Gallium is a kind of rare metal with low melting point and high boiling point. It has the reputation of “backbone of the electronics industry”. Gallium is a gray-blue or silver-white metal with a symbol Ga and an atomic weight of 69.723. The melting point of gallium is very low, but the boiling point is very high. Pure liquid gallium has a significant tendency to overcool and is easily oxidized in the air to form an oxide film.
Gallium is the first chemical element in the history of chemistry that was first predicted from theory and then discovered and verified in nature. In 1871, Mendeleev discovered that there was a gap under the aluminum element in the periodic table that had not yet been occupied. He predicted that the atomic weight of this unknown element was about 68, the density was 5.9 g/cm³, and the properties were similar to aluminum. The prediction was confirmed by French chemist Bois Bodran.
Gallium was discovered in Paris in 1875 by Bois Beaudran. He observed a new purple line on the atomic spectrum of zinc extracted from zinc blende ore (ZnS). This means that an unknown element has appeared.
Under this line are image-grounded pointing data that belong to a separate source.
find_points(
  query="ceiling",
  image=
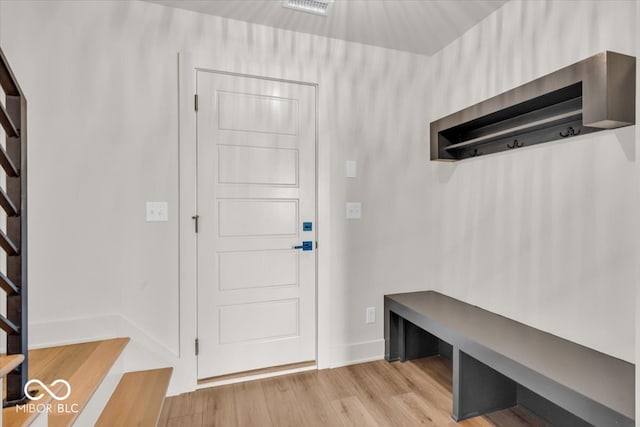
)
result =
(418, 26)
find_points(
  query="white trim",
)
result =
(189, 63)
(73, 331)
(256, 377)
(351, 354)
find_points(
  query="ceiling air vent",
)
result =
(318, 7)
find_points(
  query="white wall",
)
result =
(101, 80)
(546, 235)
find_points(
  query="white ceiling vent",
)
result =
(318, 7)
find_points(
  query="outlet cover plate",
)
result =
(157, 211)
(354, 210)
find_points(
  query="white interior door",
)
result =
(256, 195)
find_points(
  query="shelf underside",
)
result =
(552, 116)
(594, 94)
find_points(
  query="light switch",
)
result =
(371, 315)
(351, 170)
(157, 211)
(354, 210)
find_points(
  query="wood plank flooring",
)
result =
(415, 393)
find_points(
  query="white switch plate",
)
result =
(371, 315)
(354, 210)
(351, 169)
(157, 211)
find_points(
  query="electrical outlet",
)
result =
(157, 211)
(354, 210)
(371, 315)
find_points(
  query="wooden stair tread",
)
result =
(137, 400)
(83, 365)
(9, 363)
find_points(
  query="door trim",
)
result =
(189, 64)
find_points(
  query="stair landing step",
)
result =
(138, 399)
(9, 363)
(83, 365)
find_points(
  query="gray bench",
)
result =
(499, 363)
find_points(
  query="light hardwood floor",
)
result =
(415, 393)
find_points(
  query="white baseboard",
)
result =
(361, 352)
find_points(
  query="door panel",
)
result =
(256, 187)
(253, 165)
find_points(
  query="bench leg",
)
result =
(478, 389)
(406, 341)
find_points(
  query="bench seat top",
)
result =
(598, 376)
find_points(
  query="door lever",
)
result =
(305, 246)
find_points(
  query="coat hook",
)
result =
(475, 153)
(570, 132)
(515, 144)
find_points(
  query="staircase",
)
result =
(79, 384)
(98, 392)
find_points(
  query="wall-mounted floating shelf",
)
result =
(591, 95)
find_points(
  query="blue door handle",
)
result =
(305, 246)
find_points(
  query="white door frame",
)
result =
(188, 64)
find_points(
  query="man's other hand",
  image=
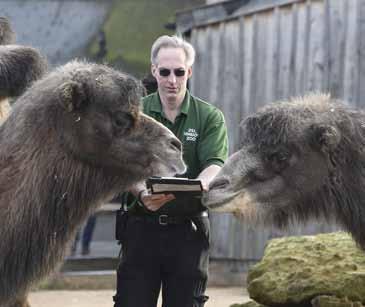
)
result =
(154, 202)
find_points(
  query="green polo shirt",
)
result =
(202, 130)
(200, 127)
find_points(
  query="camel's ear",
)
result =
(325, 137)
(72, 95)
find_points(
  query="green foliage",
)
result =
(131, 28)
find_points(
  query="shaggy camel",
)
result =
(72, 141)
(300, 159)
(19, 67)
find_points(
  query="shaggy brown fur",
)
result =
(71, 142)
(19, 67)
(300, 159)
(7, 35)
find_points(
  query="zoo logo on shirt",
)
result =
(191, 134)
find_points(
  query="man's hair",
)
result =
(167, 41)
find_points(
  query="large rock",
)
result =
(295, 270)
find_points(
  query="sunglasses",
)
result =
(165, 72)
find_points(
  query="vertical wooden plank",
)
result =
(230, 81)
(270, 51)
(193, 80)
(214, 75)
(351, 54)
(361, 57)
(300, 65)
(276, 57)
(247, 64)
(337, 36)
(293, 48)
(262, 33)
(254, 63)
(285, 51)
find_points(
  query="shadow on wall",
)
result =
(60, 29)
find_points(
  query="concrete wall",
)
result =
(60, 29)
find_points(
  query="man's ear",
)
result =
(190, 72)
(325, 137)
(153, 70)
(72, 95)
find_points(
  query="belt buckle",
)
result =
(162, 219)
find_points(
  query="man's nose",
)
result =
(172, 77)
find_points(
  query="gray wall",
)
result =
(268, 51)
(60, 29)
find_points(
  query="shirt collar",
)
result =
(156, 105)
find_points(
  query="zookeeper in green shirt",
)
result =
(166, 237)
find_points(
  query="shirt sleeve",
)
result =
(213, 145)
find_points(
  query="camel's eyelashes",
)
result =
(278, 160)
(123, 121)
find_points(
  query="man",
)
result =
(166, 237)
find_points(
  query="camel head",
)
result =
(299, 159)
(7, 35)
(95, 114)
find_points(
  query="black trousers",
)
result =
(174, 257)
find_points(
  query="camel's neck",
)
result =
(4, 109)
(54, 194)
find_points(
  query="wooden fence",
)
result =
(267, 51)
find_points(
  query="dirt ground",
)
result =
(219, 297)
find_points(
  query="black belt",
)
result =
(165, 219)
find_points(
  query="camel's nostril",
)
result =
(176, 143)
(219, 183)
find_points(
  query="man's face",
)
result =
(172, 74)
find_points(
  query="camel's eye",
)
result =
(122, 121)
(278, 160)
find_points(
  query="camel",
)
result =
(19, 67)
(299, 160)
(72, 141)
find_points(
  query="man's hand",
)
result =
(154, 202)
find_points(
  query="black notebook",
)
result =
(174, 185)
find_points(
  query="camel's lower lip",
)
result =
(215, 202)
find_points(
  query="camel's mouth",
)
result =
(169, 167)
(218, 198)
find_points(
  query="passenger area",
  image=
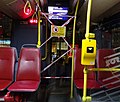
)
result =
(8, 58)
(79, 75)
(101, 85)
(27, 77)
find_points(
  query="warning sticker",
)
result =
(58, 31)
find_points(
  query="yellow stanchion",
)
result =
(104, 69)
(87, 35)
(86, 98)
(73, 45)
(39, 37)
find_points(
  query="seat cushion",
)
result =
(24, 86)
(90, 83)
(4, 84)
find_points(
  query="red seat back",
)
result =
(7, 61)
(29, 65)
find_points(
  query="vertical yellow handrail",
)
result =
(73, 46)
(87, 35)
(86, 98)
(39, 28)
(85, 84)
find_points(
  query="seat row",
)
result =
(26, 78)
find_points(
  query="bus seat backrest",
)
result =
(29, 64)
(7, 61)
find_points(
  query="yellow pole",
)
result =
(39, 37)
(88, 19)
(73, 46)
(104, 69)
(86, 98)
(85, 84)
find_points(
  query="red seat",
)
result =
(28, 73)
(105, 77)
(79, 75)
(7, 61)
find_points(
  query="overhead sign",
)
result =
(58, 31)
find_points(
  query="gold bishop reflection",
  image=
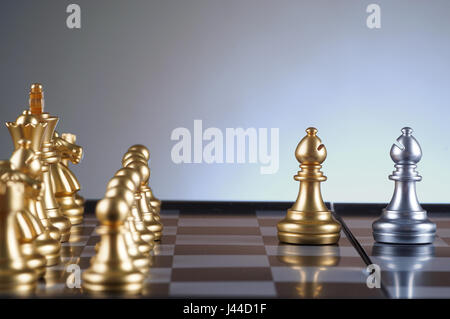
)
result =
(309, 221)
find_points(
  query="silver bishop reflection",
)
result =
(404, 221)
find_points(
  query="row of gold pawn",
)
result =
(49, 201)
(129, 226)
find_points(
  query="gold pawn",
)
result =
(15, 274)
(112, 269)
(309, 221)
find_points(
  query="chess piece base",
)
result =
(404, 228)
(312, 228)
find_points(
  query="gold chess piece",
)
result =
(137, 221)
(27, 162)
(26, 224)
(309, 221)
(72, 138)
(49, 159)
(140, 259)
(28, 127)
(310, 266)
(140, 164)
(112, 269)
(153, 201)
(65, 181)
(15, 274)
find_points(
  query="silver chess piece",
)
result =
(406, 267)
(404, 221)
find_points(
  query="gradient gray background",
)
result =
(138, 69)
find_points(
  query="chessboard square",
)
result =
(319, 274)
(83, 230)
(245, 274)
(168, 239)
(219, 240)
(169, 213)
(218, 222)
(361, 232)
(219, 250)
(436, 264)
(93, 240)
(223, 289)
(209, 261)
(360, 223)
(440, 242)
(423, 278)
(442, 251)
(218, 231)
(161, 261)
(159, 275)
(327, 290)
(443, 232)
(71, 251)
(270, 240)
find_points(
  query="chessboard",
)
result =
(407, 271)
(233, 252)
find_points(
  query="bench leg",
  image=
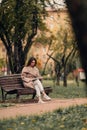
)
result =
(3, 98)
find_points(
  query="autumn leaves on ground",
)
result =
(72, 116)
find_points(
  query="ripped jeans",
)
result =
(38, 87)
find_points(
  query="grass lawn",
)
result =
(73, 118)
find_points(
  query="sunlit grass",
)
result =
(71, 91)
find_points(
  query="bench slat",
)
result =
(12, 84)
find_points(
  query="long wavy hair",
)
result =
(32, 59)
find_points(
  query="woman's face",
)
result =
(32, 63)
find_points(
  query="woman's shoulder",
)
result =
(36, 68)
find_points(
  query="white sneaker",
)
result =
(46, 97)
(40, 101)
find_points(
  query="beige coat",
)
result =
(29, 74)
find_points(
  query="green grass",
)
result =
(71, 91)
(73, 118)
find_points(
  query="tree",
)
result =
(19, 22)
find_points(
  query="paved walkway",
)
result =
(36, 108)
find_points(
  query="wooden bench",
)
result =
(12, 84)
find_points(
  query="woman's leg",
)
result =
(40, 90)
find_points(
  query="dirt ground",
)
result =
(33, 108)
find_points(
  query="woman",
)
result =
(32, 78)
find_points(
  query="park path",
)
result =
(34, 108)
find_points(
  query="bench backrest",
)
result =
(13, 80)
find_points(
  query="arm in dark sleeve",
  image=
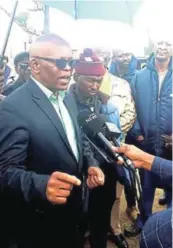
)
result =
(14, 177)
(163, 169)
(135, 130)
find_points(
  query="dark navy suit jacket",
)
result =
(33, 145)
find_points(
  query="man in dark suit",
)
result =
(41, 154)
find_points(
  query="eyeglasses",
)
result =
(60, 63)
(24, 66)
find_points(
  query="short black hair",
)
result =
(20, 57)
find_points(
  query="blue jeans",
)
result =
(157, 232)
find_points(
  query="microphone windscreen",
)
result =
(90, 122)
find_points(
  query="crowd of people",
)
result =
(55, 187)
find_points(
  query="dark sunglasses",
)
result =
(60, 63)
(24, 66)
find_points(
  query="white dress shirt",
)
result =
(64, 116)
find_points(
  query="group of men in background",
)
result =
(40, 135)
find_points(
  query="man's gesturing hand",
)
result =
(59, 187)
(95, 178)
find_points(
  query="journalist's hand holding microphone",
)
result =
(139, 158)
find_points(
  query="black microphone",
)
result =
(92, 125)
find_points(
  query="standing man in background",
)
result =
(124, 64)
(152, 91)
(22, 68)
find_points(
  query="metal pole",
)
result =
(8, 34)
(46, 20)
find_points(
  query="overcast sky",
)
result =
(155, 17)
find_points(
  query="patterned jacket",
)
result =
(121, 97)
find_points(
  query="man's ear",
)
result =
(35, 66)
(16, 69)
(76, 77)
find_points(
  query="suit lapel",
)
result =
(73, 111)
(45, 105)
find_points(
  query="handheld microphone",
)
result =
(92, 124)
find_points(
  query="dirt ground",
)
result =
(133, 242)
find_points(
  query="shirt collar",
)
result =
(45, 90)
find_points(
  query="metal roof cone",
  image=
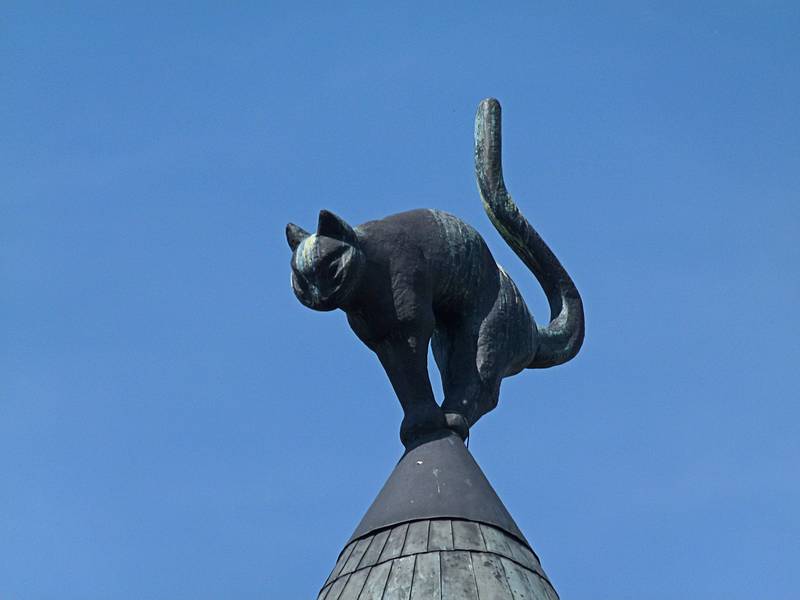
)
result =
(437, 531)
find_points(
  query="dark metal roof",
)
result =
(437, 531)
(438, 479)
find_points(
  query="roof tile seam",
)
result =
(474, 577)
(451, 519)
(415, 554)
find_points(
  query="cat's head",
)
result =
(326, 265)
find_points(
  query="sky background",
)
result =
(174, 424)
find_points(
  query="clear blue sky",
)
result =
(174, 424)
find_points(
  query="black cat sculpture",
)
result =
(426, 276)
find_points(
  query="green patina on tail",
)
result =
(561, 339)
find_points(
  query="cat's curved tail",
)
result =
(561, 339)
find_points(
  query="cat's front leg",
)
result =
(404, 357)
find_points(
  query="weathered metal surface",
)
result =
(427, 577)
(424, 277)
(439, 558)
(398, 586)
(441, 537)
(417, 537)
(467, 536)
(490, 576)
(458, 580)
(437, 479)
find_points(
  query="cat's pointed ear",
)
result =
(335, 227)
(295, 235)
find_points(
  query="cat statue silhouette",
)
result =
(425, 277)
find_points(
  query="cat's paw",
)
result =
(458, 423)
(421, 423)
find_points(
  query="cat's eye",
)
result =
(334, 268)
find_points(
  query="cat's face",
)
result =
(326, 265)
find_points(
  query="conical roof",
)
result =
(437, 531)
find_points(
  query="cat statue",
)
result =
(425, 276)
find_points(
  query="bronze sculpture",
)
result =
(425, 276)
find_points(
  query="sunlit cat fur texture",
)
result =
(425, 277)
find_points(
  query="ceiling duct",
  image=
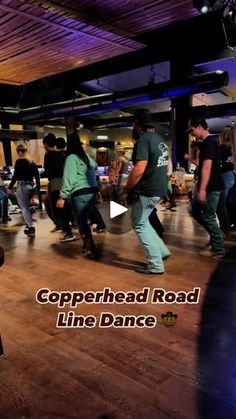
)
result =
(108, 102)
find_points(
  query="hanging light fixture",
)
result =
(225, 7)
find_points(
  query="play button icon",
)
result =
(116, 209)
In November 1875, Bois-Bodran extracted and purified this new metal and proved that it resembled aluminum. In December 1875, he once announced it to the French Academy of Sciences.
Because the concentration of gallium in the earth’s crust is very low. It accounts for 0.0015% of the total in the earth’s crust. It is widely distributed, but it does not exist in a pure metal state, but in the form of CuGaS2, but it is very rare and not economically important.
More than 90% of the world’s primary gallium is extracted during the alumina production process, which is a comprehensive utilization of mineral resources. By extracting metallic gallium, the added value of mineral resources is increased, the quality of alumina is improved, and the waste is reduced.” The pollution of “red mud” is therefore very consistent with the current low-carbon economy’s principle of maximizing utilization value at the least cost of natural resources.
Important producer countries: According to 2015 data from the US Geological Survey, the global reserves of gallium in bauxite exceed 1 million tons. Among them, China, Germany and Ukraine are the top three crude gallium producers in the world today. It is worth mentioning that China’s bauxite resources with a high content of gallium are about to be exhausted and may be able to sustain the mining time for another 10 years at most.
Important uses: Gallium is currently mainly used in the fields of semiconductors, optoelectronic materials, solar cells, alloys, medical devices and magnetic materials. Gallium-68 emits positrons and can be used for positron tomography. Gallium indium alloy can be used as a substitute for mercury.